The Supreme Court ruled the individual mandate in the Affordable Care Act is constitutional, though only when interpreted as a tax. The ruling, anxiously awaited by both parties, affirms one of the Obama administration’s signature accomplishments. Surprisingly, the deciding vote was that of Chief Justice Roberts, widely seen as a conservative justice, who joined the four liberal justices in forming the majority.

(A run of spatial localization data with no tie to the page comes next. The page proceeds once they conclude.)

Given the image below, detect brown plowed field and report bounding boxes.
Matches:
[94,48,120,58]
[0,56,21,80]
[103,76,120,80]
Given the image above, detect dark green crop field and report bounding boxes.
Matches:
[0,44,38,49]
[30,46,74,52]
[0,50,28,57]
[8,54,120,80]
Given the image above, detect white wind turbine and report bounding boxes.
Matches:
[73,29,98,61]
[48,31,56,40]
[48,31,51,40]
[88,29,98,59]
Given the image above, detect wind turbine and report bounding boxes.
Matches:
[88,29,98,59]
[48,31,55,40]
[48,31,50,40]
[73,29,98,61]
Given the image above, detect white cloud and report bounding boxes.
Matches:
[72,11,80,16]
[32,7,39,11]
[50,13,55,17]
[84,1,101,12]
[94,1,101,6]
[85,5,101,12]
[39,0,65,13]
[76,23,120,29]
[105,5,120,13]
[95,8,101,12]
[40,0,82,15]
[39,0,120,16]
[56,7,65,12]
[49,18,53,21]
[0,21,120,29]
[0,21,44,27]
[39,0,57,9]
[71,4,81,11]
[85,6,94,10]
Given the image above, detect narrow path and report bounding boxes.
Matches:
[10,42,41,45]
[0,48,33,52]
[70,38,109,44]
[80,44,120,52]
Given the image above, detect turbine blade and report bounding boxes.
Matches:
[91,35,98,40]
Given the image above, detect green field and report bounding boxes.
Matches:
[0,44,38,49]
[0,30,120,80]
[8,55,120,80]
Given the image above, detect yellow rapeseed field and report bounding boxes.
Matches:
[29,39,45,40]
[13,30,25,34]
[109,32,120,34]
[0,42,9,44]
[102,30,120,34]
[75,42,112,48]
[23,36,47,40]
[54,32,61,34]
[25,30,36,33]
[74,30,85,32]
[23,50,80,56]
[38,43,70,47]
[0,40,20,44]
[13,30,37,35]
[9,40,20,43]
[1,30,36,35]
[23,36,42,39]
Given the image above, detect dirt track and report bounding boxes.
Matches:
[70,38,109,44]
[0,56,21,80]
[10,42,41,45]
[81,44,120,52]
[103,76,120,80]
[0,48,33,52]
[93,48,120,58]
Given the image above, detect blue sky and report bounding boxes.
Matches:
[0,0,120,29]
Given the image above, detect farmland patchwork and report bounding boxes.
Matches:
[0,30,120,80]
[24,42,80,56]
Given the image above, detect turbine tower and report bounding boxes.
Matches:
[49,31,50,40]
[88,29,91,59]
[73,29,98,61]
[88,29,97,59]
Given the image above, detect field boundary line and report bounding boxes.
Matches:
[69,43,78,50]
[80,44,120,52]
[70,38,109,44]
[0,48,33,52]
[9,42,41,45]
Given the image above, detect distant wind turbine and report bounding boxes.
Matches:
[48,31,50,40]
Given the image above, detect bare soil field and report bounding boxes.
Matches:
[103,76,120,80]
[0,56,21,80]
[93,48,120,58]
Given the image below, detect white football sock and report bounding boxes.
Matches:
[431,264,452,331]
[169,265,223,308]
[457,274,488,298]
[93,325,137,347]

The Supreme Court ruling is a big win for the Obama Administration, but Roberts’ opinion is more notable for the why than the what. Roberts treated the mandate as a tax because it lacks any serious associated criminal charge, but in doing so he also rejected the Administration’s assertion that the mandate was allowed under the Constitution’s Commerce clause, which states Congress can regulate interstate commerce. The Commerce clause, along with the Necessary and Proper clause, have formed the constitutional underpinnings for a vast array of federal laws since the early 1800s. In ruling the mandate was not allowed under the Commerce clause, Roberts set a limiting precedent on what can be covered as Commerce, and thus what Congress can regulate or legislate. I suspect this will be the true long-term effect of the Court’s ruling, whatever the eventual fate of the PPACA.
With 95% of the vote counted, official polls from Mexico’s presidential elections showed Enrique Peña Nieto of the Institutional Revolutionary Party (PRI) ahead by 6%.

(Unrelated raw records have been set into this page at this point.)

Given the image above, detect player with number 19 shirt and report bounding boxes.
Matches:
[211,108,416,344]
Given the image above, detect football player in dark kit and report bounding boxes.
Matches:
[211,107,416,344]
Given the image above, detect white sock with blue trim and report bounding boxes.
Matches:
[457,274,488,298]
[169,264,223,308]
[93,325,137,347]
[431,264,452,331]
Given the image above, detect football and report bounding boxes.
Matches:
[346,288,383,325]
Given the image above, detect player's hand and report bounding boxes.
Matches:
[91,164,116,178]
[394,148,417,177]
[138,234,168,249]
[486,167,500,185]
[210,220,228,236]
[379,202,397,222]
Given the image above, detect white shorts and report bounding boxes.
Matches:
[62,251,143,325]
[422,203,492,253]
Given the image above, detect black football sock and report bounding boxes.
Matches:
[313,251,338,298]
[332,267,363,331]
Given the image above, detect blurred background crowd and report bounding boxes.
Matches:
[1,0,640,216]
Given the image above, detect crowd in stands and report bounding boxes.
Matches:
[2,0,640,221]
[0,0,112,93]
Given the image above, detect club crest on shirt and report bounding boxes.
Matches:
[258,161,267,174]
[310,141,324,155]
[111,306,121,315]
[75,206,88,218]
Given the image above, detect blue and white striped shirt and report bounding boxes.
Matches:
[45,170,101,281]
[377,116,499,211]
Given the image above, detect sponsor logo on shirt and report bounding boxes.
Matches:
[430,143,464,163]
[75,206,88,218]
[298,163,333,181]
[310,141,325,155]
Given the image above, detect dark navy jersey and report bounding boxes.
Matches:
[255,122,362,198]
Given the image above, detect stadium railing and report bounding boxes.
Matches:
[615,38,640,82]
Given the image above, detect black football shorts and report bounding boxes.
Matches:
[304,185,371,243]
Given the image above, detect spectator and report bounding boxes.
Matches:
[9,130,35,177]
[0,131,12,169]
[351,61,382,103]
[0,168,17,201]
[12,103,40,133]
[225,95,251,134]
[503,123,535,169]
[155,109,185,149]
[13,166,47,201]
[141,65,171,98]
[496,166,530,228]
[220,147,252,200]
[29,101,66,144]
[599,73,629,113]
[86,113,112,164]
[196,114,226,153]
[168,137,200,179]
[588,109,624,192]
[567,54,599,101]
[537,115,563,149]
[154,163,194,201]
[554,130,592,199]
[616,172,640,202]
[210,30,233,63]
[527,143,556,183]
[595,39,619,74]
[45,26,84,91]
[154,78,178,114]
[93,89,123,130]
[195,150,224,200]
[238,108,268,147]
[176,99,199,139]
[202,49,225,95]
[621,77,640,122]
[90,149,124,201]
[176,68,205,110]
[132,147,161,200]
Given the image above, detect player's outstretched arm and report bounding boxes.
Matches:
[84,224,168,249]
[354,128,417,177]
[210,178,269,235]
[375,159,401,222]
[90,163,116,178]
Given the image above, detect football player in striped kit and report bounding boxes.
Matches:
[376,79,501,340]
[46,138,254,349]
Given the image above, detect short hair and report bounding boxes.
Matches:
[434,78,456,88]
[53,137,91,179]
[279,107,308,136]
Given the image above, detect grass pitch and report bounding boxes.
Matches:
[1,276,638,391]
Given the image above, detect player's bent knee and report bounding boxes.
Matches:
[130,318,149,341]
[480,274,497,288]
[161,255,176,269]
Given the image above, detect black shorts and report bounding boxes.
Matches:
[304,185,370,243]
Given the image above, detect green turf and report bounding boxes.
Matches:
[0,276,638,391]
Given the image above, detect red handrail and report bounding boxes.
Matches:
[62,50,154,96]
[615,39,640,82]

The PRI ruled Mexico for 71 years, gaining a reputation for corruption and electoral fraud that lead to their eventual ouster in 2000. Since then, Mexico has faced a host of problems, including a faltering economy and an increasingly bloody drug war, which may explain PRI’s recent success at the polls. There may be other factors at play, too: a week before the elections, the Guardian revealed evidence that Televisa, the largest television network in Mexico, had funded and run a campaign for Peña Nieto in 2009, helping him secure the governorship of Mexico State, his stepping stone to the Presidency. Given the PRI’s past, the allegations are exceedingly troubling in a country already struggling with widespread corruption.
Two interesting reads recently concerning Mexico:
* Cocaine Incorporated digs into the history and structure of the Sinaloa cartel, Mexico’s largest drug cartel. It’s a great read, and the sheer amount of money and corruption that makes an organization like the Sinaloa viable is incredible.
* The Kingpins digs into the effects of the cartels and drug money on the political situation, and paints a picture in places so absurd that one begins to wonder what sort of person would actually want the job of cleaning up that mess bad enough to try to rig an election for it.
Thanks for joining me, and my best for the week ahead!